Abstract

Hypertensive disorders of pregnancy (HDP) are one of the most common pregnancy complications that lead to increased maternal and infant morbidity and mortality. While effective prevention of HDP can be attained using low-dose aspirin in high-risk pregnant women, identification of these high-risk women has been ineffective. Existing risk assessment models of HDP predominantly rely on biomarkers such as angiogenesis-related factors which are not routinely tested at the population level. The external environment has been shown to play an important role in the development of HDP, yet no predictive model of HDP has been developed considering the totality of the external environment, or the external exposome. To address this, we developed a polyexposomic risk score of HDP using external exposome-wide data among 6,989 women from the 2007-2012 linked Florida Vital Statistics Birth Records and Pregnancy Risk Assessment Monitoring System data.
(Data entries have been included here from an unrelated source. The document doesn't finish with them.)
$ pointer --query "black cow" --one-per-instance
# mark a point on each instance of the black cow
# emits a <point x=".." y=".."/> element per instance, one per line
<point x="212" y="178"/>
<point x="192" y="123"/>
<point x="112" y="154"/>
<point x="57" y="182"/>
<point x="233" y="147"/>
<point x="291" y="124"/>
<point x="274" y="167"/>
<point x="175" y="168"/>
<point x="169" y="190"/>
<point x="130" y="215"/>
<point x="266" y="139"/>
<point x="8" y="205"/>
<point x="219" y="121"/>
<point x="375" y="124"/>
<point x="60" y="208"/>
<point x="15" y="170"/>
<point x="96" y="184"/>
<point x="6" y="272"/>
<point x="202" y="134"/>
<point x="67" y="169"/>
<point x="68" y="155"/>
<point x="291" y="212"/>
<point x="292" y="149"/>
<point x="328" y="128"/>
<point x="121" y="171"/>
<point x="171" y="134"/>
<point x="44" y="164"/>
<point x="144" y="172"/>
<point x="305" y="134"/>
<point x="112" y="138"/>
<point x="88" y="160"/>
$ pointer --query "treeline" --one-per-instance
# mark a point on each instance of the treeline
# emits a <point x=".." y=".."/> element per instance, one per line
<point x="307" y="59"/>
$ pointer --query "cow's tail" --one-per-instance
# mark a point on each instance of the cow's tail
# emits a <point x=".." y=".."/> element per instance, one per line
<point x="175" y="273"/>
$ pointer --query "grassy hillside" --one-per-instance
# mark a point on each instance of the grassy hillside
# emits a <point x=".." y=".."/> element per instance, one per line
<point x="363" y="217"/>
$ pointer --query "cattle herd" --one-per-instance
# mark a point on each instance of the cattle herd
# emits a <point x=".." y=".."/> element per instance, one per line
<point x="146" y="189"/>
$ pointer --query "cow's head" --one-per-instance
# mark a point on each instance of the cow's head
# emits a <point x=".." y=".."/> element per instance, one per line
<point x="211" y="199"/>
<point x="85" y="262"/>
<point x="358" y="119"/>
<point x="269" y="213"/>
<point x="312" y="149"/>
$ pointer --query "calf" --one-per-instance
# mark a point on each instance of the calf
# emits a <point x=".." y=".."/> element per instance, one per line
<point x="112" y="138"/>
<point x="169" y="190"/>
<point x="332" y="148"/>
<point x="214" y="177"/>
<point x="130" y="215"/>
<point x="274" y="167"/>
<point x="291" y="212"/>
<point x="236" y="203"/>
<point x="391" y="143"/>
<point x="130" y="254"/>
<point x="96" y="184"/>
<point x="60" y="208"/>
A total of 5,510 external exposome factors characterizing women’s surrounding natural, built, and social environment during pregnancy (i.e. climate, air pollution, noise, greenness, walkability, food access, socioeconomics, social capital, housing, and safety) were collected, harmonized, integrated, and spatiotemporally linked to pregnant women based on their geocoded residential addresses and pregnancy periods. The data were randomly divided into training (80%) and testing (20%) sets. A gradient boosting decision trees model was trained using the CatBoost library with hyper-parameters tuned by a grid search based on 5-fold cross validations. The model has a test-AUC (areas under curve) of 0.735. The most important features for predictions include neighborhood socioeconomic status, housing characteristics, meteorology factors, and air pollutants. External exposome data can provide important predictive information to identify individuals at high risk of HDP. The model is feasible for implementation at the population level to help guide precision preventions. Future efforts are warranted to integrate external exposome data with electronic health record data to further improve the model performance.